Kennbuchstabe Germaniumtransistor Siliziumtransistor
A18-35 18-35
B28-56 28-71
C45-90 56-140
D71-140 112-280
E112-224 224-560
F- 450-1120

Das folgende Foto zeigt einige Beispiele für die Bauform "Miniplast". Der Aufdruck in der oberen Zeile beginnt mit dem Kennbuchstaben der Stromverstärkung, danach folgt ein Herstellcode. Die untere Zeile enthält den Typ, wobei das S für Silizium entfällt (ist eindeutig, Germanium in diesem Gehäuse gab es nicht). Die Hunderterstelle wurde auch weggelassen; das hätte zu Doppeldeutigkeiten bei den Typen SC207 und SC307 geführt, darum wurde bei den pnp-Typen der zweite Buchstabe ebenfalls weggelassen und stattdessen die Ziffernfolge in voller Länge aufgedruckt. In der Reihenfolge von rechts nach links sind zu sehen:

  1. Ein Aufmerksamkeitstest. Es handelt sich um keinen Transistor, sondern um eine Doppeldiode SAL 41 mit der Anschlußbelegung A1 - K1A2 - K2. (schnelle Schaltdiode, 15V, 20mA)
  2. SC 239 in der Stromverstärkungsklasse D (rauscharmer NF-Verstärker)
  3. SC 207 in der Stromverstärkungsklasse F (rauscharmer NF-Verstärker, älterer Typ)
  4. SC 308 in der Stromverstärkungsklasse D (pnp-Typ)
  5. SS 218 in der Stromverstärkungsklasse C (Schalttransistor, 20V, 100mA)

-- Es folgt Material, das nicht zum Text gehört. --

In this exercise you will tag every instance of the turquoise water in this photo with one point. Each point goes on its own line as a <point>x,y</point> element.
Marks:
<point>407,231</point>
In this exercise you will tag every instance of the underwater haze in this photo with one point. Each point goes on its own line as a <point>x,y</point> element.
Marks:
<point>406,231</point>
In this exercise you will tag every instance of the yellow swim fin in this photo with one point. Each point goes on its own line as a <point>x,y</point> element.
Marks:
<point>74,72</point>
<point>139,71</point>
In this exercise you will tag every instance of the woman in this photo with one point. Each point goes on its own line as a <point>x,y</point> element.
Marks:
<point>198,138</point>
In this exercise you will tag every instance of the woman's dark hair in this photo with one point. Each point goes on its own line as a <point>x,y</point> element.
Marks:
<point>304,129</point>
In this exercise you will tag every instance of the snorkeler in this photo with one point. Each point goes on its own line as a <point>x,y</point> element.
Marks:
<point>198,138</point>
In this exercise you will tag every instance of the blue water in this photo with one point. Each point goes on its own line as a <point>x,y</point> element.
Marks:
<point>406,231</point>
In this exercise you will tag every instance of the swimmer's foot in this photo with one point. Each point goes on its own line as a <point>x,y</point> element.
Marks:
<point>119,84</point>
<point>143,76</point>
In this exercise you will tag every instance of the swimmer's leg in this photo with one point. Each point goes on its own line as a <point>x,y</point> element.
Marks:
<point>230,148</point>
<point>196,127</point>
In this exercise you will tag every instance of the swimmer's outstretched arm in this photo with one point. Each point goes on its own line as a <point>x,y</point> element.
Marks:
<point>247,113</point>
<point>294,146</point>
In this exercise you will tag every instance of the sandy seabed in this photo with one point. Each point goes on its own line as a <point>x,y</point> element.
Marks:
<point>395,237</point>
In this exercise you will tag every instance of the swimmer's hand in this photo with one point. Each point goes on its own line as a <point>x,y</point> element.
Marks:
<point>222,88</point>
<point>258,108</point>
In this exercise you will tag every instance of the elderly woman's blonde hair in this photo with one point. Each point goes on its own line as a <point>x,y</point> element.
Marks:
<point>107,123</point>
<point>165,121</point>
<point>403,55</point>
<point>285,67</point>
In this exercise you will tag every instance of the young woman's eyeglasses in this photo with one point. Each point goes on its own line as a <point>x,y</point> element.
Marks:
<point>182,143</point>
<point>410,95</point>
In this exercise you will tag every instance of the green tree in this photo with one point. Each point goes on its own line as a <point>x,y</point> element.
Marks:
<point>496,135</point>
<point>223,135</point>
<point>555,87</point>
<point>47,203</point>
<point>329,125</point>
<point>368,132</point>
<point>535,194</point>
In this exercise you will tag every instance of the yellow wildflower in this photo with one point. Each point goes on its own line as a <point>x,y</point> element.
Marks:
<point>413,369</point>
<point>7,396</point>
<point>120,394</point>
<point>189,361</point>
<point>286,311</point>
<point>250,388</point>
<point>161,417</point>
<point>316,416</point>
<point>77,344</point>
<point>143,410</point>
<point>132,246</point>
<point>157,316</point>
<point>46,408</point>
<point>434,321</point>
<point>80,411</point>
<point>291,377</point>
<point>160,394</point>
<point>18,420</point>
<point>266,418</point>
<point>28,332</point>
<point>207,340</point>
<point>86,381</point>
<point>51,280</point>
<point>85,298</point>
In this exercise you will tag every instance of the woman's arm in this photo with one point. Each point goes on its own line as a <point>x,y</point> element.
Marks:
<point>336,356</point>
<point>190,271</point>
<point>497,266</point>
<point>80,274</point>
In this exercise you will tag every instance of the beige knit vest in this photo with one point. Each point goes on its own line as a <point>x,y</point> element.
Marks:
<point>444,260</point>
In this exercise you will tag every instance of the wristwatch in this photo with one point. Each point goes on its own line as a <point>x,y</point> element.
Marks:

Die nächsten Abbildungen zeigen einige Germanium-Typen: den GD 170 C (Germanium-Leistungstransistor; 5,3W), einen GF 105 (HF-Verstärker; Transitfrequenz 7MHz) und einen GS 121 D (Schalttransistor, vielfach in den Robotron-R300-Rechenanlagen verbaut).

Zum Schluß noch ein Siliziumtyp für alle Fälle: der SF 128 C. Bei den Typen mit Metallgehäuse war üblicherweise die komplette Typenbezeichnung mit der Kennung für die Stromverstärkung am Ende aufgedruckt.